Stefanie O’Gorman: What we really need to be doing to address climate change
Ramboll’s Stefanie O’Gorman, who sits on the Scottish Government’s Climate Emergency Response Group (CERG), provides her analysis of the group’s 12 immediate actions for the new government to accelerate its response to the climate emergency.
Working with the CERG group on our recently released paper ‘Delivering on Scotland’s response to the climate emergency - 12 immediate actions for the new Scottish Government’, allowed me time to really think about what we need to be doing to address climate change and adapt to the already locked in impacts we know are on the horizon – or for some, those which have already arrived at our doorstep.
It is clear that action is required in every area of society; in how we live at home and what we do at work; across public, private and third sectors; in our schools, communities and in the natural environment all around us. In the drafting of this report, we struggled to identify where we should focus our attention. How could we get the biggest bang for our invested time and where could our professional experience be most effectively placed.
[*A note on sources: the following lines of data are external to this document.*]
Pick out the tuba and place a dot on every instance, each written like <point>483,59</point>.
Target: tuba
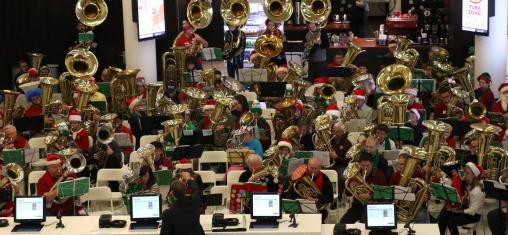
<point>355,180</point>
<point>47,84</point>
<point>323,137</point>
<point>122,88</point>
<point>199,13</point>
<point>9,103</point>
<point>235,12</point>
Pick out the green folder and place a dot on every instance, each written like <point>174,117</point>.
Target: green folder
<point>382,192</point>
<point>406,134</point>
<point>445,192</point>
<point>14,156</point>
<point>163,177</point>
<point>73,187</point>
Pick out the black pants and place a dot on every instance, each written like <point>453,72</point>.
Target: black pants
<point>451,221</point>
<point>354,214</point>
<point>497,222</point>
As a result, you will see that the 12 proposals cut across a very wide range of issues and, while they are directed at action to be taken by the Scottish Government, touch on all areas of our lives from how we live within and move around our communities, to what we eat and how it is produced, to how we make decisions about investments big and small, and what we teach to maximise the value of our highly skilled workforce. So we, as individuals, have a responsibility to take action too.
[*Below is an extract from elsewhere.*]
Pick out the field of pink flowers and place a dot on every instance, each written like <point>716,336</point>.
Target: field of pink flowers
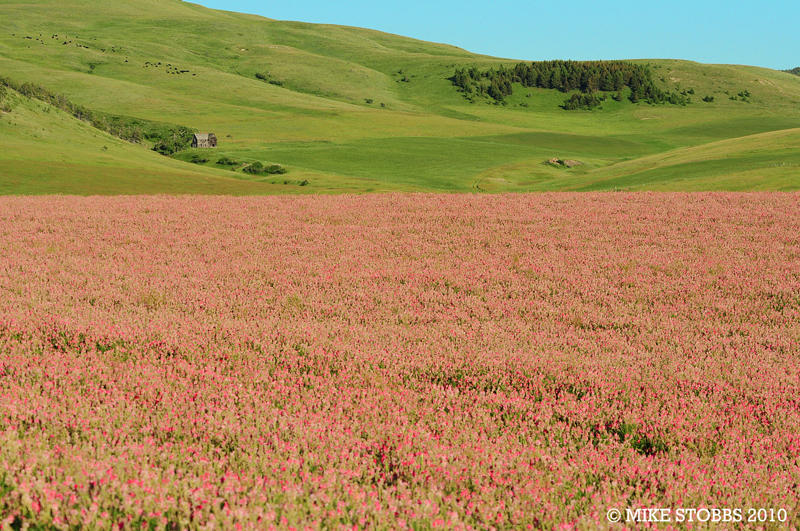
<point>397,361</point>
While CERG welcomes the Scottish Government’s commitments in support of a just transition to net-zero and a green recovery, there is no time to lose. The Government must demonstrate how commitments will be delivered at pace, working in partnership with the public and private sector.
In this context, the Programme for Government (PfG) just released by the Scottish Government frankly leaves much to be desired. While the PfG does turn promises of the SNP Manifesto and the SNP / Greens Cooperation Agreement into commitments - many of these are welcome – it does not reflect the emergency responses which we have called for.
The PfG notes: ‘Alongside the advice from the independent Just Transition Commission, we welcome the Climate Emergency Response Group (CERG)’s recent report on immediate actions to tackle the climate emergency. Across the group’s report, and this programme, there is a shared priority to focus on delivery, and moving beyond target setting.’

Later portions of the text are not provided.